About the Handbook:

The World of Medicine is a complex and diverse ecosystem, containing a countless number of unusual and varied species of medical staff - be they doctors, nurses or students.

If, like me, you are a medical student, then you will often explore this fascinating place. In this handbook, you will find (hopefully) entertaining reports based on each type of species that you may encounter, including tips on how best to survive and flourish in the healthcare habitat.

Enjoy, and good luck on your travels!

Tuesday 27 October 2015

The Clinical Elephantucator

Illustration by Lynda Richardson
While most species that exist in the healthcare habitat spend most of their time at the forefront of the ecosystem, working with patients directly on a day-to-day basis, there are many creatures that choose not to, preferring a life surrounded by the bodies and limbs of countless plastic automatons over one spent in the scrutiny of the public, and the dreaded eye of Sauron (the GMC).  Lords of their own rubbery graveyards, these are Clinical Elephantucators.

Explorers will make their first encounter with an elephantucator very early on in their voyages,  usually in some distant part of the hospital dedicated to the training of young explorers. Tables adorned with plastic body parts  and under the unending, uncanny-valley gaze of an assortment of dummy heads, the clinical elephantucator is unperturbed by the eeriness of its surroundings.  Using  items found in the environment, the elephantucator seeks only to educate and train explorers in the skills they'll need to survive the healthcare habitat.
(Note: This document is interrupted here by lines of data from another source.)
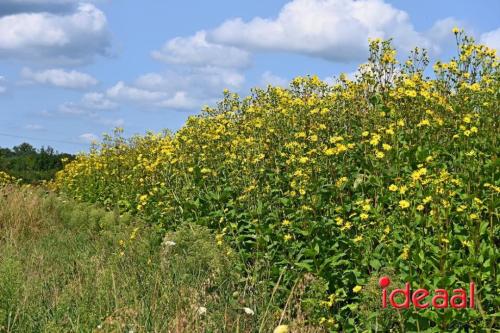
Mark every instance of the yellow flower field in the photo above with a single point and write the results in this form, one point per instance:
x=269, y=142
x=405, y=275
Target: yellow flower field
x=395, y=172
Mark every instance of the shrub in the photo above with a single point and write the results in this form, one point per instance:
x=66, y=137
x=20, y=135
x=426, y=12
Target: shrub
x=393, y=170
Given the environment's secluded nature and distance from the domain of patients, at first glance many explorers can perceive time spent in this slightly creepy patient-desolate wasteland to be completely fruitless, but this observation is far from the truth. In few areas of the hospital will an explorer be able to practice their clinical skills at such a high rate (unlike plastic arms, most patients tend to object when they are repeatedly stabbed with a cannula), and teaching sessions come more frequently in the plastic graveyard than on the ward. Particularly in early years, time spent with clinical elephantucators are vital.

The clinical elephantucator takes great pleasure in spreading its wealth of knowledge of the healthcare habitat to those eager to learn. Be this clinical skills, history or examination or  OSCE advice, the species has extensive insight into what is expected of an explorer, and therefore can provide some of the best guidance, particularly in terms of what to revise and what to include or exclude on OSCE stations where an explorer's time is running short. Some will even let you take treasures from the graveyard, including gloves (the single biggest bane of this individual explorer's existence), cannulas and countless more, enabling practice away from the healthcare habitat entirely.

One note of caution for explorers to take is that elephantucators, not tied down with treating countless patients, possess an almost perfect memory, meaning individuals of the species can retain knowledge regarding a specific explorer  despite not having see them for weeks, months or even years. This can be beneficial to those who make positive first impressions, but hazardous to an individual who makes a negative or clumsy impression. No matter how many times you have taken blood perfectly since, the elephantucator will remember that first time when you boasted of your own ability, only to stab yourself taking it out of the packet. And given the species desire to spread knowledge, he will enjoy ensuring everyone else knows as much as he does.

The elephantucator is a friend to the novice explorer, a guiding hand to teach all that they need to survive life in the bustling ecosystem that is the healthcare habitat.